Kurzes Interview zum 100-Seiten-Marathon

Hamburg, 18. Mai 2011, 16:36 | von Dique

Richard Deiss ist leidenschaftlicher Zahlenfresser, Sammler und Books-on-Demand-Fanatiker. 20 seiner Bücher sind dort bereits erschienen, darunter Sammlungen von Städte-, Stadtteil- und Gebäudebeinamen. Ein weiteres Faible sind Buchladentouren, bei einer haben wir ihn letzten August begleitet (Teil 1, Teil 2, Teil 3). Nach diesem Wochenende zeigte sein Pedometer 222.222 Schritte an, wie er uns später per E-Mail mit­teilte. Als Richard von unserem Kanon hundertseitiger Bücher erfuhr, fing er sofort zu lesen an.

Der Umblätterer: Richard, du hast jetzt einfach mal so ein paar Dutzend 100-Seiten-Bücher gelesen.

Deiss: Ja, ich bin ja Geograph, lese meistens nur Sachbücher und habe leider nicht Literatur studiert, bin also ein bisschen hinterher mit der Literaturlektüre, da nehme ich als Listenfan solche Kanonsachen immer ganz gern als Anlass, Bildungslücken abzubauen.

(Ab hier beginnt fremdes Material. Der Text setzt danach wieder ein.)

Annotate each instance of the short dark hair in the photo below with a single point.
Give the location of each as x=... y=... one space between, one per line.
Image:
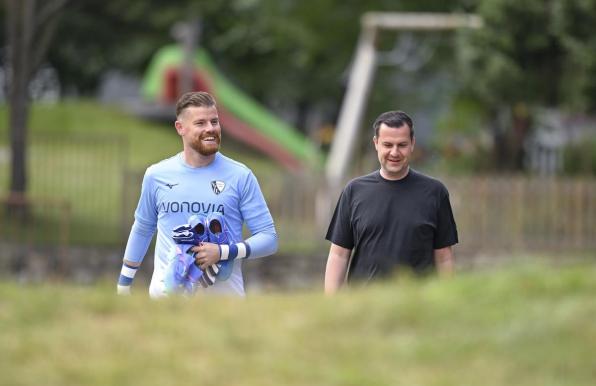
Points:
x=195 y=99
x=394 y=119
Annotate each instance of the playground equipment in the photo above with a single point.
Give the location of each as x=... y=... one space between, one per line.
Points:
x=241 y=116
x=363 y=71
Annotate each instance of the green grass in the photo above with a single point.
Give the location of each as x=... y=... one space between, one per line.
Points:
x=528 y=325
x=78 y=155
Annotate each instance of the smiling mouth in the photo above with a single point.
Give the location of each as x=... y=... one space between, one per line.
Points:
x=210 y=138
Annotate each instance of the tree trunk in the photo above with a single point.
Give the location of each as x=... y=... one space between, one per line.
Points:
x=30 y=27
x=20 y=25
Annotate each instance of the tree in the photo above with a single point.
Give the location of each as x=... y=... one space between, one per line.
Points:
x=529 y=54
x=30 y=28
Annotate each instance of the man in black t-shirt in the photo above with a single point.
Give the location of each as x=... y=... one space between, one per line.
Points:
x=394 y=217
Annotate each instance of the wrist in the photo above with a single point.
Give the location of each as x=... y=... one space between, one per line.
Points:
x=239 y=250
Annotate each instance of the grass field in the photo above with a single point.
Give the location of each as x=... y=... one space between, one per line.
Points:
x=79 y=155
x=528 y=325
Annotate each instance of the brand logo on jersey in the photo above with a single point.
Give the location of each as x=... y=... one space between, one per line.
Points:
x=218 y=186
x=190 y=207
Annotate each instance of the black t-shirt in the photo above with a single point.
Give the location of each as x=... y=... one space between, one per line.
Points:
x=389 y=224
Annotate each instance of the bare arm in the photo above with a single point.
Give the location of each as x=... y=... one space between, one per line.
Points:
x=337 y=266
x=444 y=260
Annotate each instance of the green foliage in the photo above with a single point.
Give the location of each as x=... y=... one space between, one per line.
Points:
x=523 y=325
x=79 y=153
x=537 y=52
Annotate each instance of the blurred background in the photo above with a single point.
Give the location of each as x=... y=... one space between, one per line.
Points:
x=503 y=104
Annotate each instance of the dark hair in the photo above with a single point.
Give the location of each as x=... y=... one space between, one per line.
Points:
x=394 y=119
x=195 y=99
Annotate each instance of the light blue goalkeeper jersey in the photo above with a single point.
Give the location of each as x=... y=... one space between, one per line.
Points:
x=173 y=190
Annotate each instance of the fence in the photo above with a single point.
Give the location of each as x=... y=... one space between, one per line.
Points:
x=493 y=213
x=82 y=194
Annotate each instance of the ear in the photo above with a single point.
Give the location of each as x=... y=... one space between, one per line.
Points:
x=179 y=127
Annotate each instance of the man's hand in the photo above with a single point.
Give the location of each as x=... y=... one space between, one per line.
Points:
x=183 y=234
x=206 y=254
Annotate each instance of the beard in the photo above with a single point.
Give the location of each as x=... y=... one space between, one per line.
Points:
x=206 y=149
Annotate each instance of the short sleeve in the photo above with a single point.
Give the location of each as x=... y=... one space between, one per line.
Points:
x=446 y=233
x=340 y=227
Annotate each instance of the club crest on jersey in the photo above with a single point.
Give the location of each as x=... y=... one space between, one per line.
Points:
x=218 y=186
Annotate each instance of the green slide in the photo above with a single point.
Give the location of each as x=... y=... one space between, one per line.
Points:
x=282 y=139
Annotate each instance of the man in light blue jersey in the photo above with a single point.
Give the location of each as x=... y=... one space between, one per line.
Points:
x=199 y=180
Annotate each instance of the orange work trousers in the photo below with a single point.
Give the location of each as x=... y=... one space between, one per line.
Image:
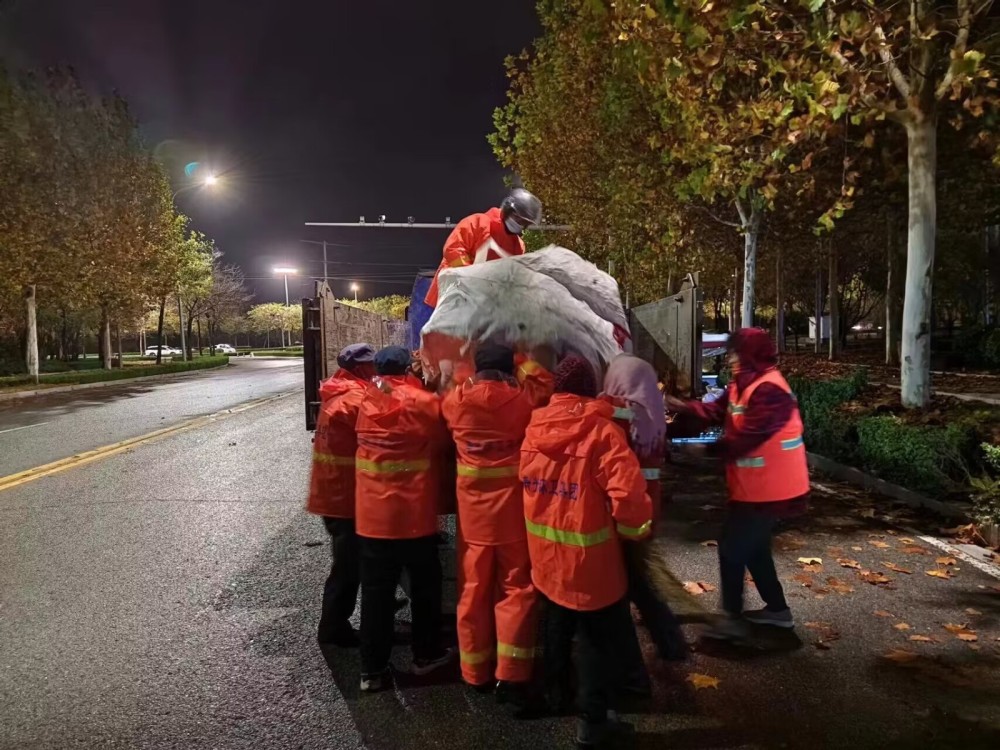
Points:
x=497 y=612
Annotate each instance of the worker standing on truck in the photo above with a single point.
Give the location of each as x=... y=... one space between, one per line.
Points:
x=331 y=487
x=583 y=492
x=767 y=476
x=488 y=236
x=497 y=612
x=402 y=440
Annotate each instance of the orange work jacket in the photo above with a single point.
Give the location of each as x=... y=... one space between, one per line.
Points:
x=583 y=489
x=651 y=464
x=401 y=441
x=331 y=484
x=475 y=239
x=777 y=470
x=487 y=419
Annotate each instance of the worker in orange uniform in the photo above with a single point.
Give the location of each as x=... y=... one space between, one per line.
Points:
x=331 y=487
x=497 y=613
x=483 y=237
x=583 y=492
x=401 y=443
x=766 y=472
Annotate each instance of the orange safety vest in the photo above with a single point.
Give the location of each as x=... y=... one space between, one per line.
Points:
x=777 y=470
x=401 y=443
x=651 y=464
x=487 y=419
x=331 y=484
x=475 y=239
x=583 y=489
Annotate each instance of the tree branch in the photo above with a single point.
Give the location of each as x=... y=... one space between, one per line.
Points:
x=895 y=74
x=958 y=49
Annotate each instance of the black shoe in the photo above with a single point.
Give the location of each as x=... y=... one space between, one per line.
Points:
x=607 y=733
x=346 y=637
x=426 y=666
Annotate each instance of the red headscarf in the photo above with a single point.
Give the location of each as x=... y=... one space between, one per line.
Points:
x=756 y=353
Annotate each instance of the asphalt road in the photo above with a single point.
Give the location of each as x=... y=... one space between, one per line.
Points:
x=48 y=427
x=183 y=616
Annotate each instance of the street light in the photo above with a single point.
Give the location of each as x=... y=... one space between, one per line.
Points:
x=285 y=271
x=210 y=181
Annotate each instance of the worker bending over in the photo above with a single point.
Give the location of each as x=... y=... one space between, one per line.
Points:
x=488 y=236
x=497 y=616
x=766 y=473
x=583 y=491
x=331 y=487
x=401 y=441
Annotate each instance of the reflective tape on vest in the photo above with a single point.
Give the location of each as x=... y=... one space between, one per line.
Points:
x=475 y=657
x=515 y=652
x=487 y=472
x=393 y=467
x=635 y=531
x=329 y=458
x=572 y=538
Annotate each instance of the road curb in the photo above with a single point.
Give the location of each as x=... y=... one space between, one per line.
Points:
x=103 y=384
x=857 y=477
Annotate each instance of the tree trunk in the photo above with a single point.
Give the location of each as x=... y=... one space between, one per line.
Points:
x=779 y=316
x=751 y=233
x=834 y=292
x=159 y=331
x=916 y=344
x=31 y=344
x=105 y=339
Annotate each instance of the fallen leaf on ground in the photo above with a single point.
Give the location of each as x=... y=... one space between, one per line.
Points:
x=697 y=588
x=873 y=577
x=702 y=681
x=839 y=586
x=901 y=656
x=943 y=573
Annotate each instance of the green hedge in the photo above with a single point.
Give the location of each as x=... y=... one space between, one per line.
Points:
x=100 y=376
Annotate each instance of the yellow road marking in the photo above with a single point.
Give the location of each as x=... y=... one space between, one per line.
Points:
x=87 y=457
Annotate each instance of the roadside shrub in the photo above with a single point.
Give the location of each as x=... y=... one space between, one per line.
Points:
x=921 y=458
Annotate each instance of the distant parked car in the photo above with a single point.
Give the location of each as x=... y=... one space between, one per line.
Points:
x=166 y=351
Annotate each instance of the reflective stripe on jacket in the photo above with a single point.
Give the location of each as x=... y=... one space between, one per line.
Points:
x=583 y=489
x=777 y=470
x=401 y=443
x=331 y=484
x=475 y=239
x=487 y=419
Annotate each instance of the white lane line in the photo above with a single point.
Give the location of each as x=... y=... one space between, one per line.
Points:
x=24 y=427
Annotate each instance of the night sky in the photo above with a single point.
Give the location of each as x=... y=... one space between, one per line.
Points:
x=310 y=111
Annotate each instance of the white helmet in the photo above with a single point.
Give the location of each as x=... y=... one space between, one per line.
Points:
x=522 y=206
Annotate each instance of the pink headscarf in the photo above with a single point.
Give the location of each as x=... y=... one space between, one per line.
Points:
x=634 y=381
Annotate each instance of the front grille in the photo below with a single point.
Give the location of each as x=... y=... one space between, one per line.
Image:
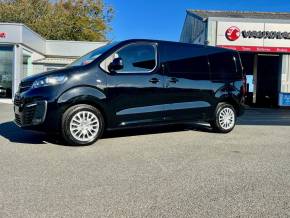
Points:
x=17 y=102
x=25 y=85
x=18 y=119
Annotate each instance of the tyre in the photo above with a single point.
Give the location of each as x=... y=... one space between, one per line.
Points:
x=224 y=118
x=82 y=125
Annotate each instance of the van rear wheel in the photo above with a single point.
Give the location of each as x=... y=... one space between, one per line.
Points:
x=224 y=119
x=82 y=125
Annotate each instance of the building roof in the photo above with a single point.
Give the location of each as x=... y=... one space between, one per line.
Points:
x=241 y=14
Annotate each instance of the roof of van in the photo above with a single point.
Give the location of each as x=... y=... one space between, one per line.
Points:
x=172 y=42
x=240 y=14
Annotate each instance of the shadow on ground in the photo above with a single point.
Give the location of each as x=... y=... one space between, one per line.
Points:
x=265 y=117
x=13 y=133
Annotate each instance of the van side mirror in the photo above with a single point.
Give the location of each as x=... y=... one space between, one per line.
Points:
x=116 y=64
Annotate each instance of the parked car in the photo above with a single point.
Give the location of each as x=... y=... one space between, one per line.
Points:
x=2 y=92
x=131 y=84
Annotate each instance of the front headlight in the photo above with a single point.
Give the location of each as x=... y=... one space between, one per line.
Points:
x=49 y=81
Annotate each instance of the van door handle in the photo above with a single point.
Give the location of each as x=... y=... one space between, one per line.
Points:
x=154 y=80
x=173 y=80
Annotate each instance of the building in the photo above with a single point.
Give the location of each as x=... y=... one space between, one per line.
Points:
x=23 y=52
x=263 y=40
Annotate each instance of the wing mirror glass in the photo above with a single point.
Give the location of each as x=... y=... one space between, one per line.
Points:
x=116 y=64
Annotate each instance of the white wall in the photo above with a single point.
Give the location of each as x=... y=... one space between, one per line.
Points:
x=70 y=48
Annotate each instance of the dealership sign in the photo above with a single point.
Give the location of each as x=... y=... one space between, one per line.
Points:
x=3 y=35
x=255 y=37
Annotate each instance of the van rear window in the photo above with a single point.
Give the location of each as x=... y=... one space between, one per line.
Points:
x=187 y=61
x=225 y=66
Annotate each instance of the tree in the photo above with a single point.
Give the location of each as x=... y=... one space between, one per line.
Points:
x=61 y=19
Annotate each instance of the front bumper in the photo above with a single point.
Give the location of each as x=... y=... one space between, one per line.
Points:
x=30 y=114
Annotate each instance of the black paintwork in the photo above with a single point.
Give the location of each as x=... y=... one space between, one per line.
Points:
x=128 y=100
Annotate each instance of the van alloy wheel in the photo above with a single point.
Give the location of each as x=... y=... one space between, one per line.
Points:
x=227 y=118
x=84 y=126
x=224 y=118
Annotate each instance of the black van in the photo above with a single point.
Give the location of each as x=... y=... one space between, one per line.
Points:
x=134 y=83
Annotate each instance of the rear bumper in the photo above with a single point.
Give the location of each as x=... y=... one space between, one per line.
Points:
x=31 y=114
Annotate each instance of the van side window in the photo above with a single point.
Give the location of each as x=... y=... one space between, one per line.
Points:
x=187 y=61
x=137 y=58
x=225 y=66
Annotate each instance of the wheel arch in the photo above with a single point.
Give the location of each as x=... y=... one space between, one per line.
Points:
x=84 y=95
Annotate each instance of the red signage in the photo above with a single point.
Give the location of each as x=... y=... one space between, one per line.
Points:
x=233 y=33
x=3 y=35
x=257 y=48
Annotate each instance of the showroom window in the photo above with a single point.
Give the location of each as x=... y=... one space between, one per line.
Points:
x=6 y=69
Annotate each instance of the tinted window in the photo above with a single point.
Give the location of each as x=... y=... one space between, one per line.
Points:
x=137 y=58
x=187 y=61
x=225 y=66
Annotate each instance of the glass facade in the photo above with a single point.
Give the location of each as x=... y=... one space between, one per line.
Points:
x=6 y=71
x=27 y=66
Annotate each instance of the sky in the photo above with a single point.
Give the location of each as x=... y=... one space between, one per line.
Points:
x=161 y=19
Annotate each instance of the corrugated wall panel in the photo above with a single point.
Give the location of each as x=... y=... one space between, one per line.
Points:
x=194 y=30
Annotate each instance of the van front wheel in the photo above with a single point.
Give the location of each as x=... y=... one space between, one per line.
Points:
x=224 y=119
x=82 y=125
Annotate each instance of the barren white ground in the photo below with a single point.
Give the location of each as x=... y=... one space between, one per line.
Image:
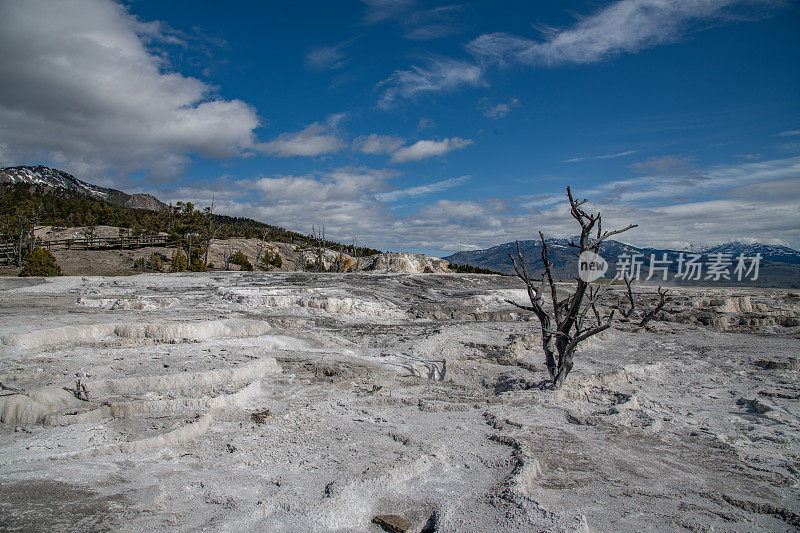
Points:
x=692 y=424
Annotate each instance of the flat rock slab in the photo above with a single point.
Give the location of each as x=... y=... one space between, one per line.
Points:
x=393 y=523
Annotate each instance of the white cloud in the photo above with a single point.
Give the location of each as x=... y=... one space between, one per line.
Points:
x=315 y=140
x=420 y=190
x=439 y=75
x=81 y=87
x=616 y=155
x=749 y=201
x=326 y=58
x=625 y=26
x=377 y=144
x=603 y=156
x=499 y=110
x=382 y=10
x=432 y=23
x=424 y=149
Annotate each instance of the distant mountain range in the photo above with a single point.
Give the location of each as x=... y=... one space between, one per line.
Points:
x=47 y=177
x=779 y=266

In den Weihnachtsferien habe ich Fritz J. Raddatz’ »Tagebücher 1982–2001« gelesen, was mein Interesse für Literatur geweckt hat, und ich habe mich daran erinnert, dass Raddatz damals diese ZEIT-Bibliothek der 100 Bücher herausgegeben hatte. Dieser blaue Suhrkamp-Band war in den 1980er Jahren meine Kanon-Bibel. Ich kam bis zum 25. Buch, und mich reute es in späteren Jahren immer, dass ich nicht weitergemacht hatte.

Da ich mit den Raddatz-Tagebüchern am 1. Januar durch war und diese Lektüre wie gesagt sehr anregend war, kam es zum Neujahrsvorsatz, in diesem Jahr pro Woche zwei Bücher zu lesen, also nicht nur Hundertseiter, auch längere Bücher, aber das Pensum ist natürlich mit ein paar kurzen Texten dazwischen viel realistischer. 27 Hundertseiter aus eurem 100-Seiten-Kanon habe ich inzwischen durch, also um die 2.700 Seiten (plus 13 Bücher des Kanons, die ich schon vorher gelesen hatte). Deshalb schaue ich immer wieder auf eure Liste, ein Schatz­kästlein der Literatur, das mich einen Edelstein nach dem anderen entdecken lässt.

Der Umblätterer: Zum Beispiel?

Deiss: Begonnen habe ich mit Melvilles »Bartleby«, das hat mich gleich umgehauen. Und ich hatte die Hoffnung, dass sich unter den ausstehenden 100-Seiten-Büchern noch weitere »Bartlebys« finden. Beeindruckt hat mich dann auch »Leutnant Burda« von Ferdinand von Saar. Ich kannte den Autor vorher gar nicht. Der Text liegt gerade ausgedruckt auf meinem Schreibtisch, und immer, wenn ich draufschaue, spricht die Schlüssigkeit der Geschichte mich gleich wieder an, sie ist stimmig erzählt und sehr spannend bis zu ihrem tragischen Schluss.

Der Umblätterer: Du hast den Text zum Lesen ausgedruckt, aus dem Internet?

Deiss: Ja, viele eurer Hundertseiter sind ja online, im Projekt Gutenberg oder bei zeno.org.

Der Umblätterer: Sind das dann zuverlässige Textversionen, oder gibt es da reihenweise Tipp- und OCR-Fehler?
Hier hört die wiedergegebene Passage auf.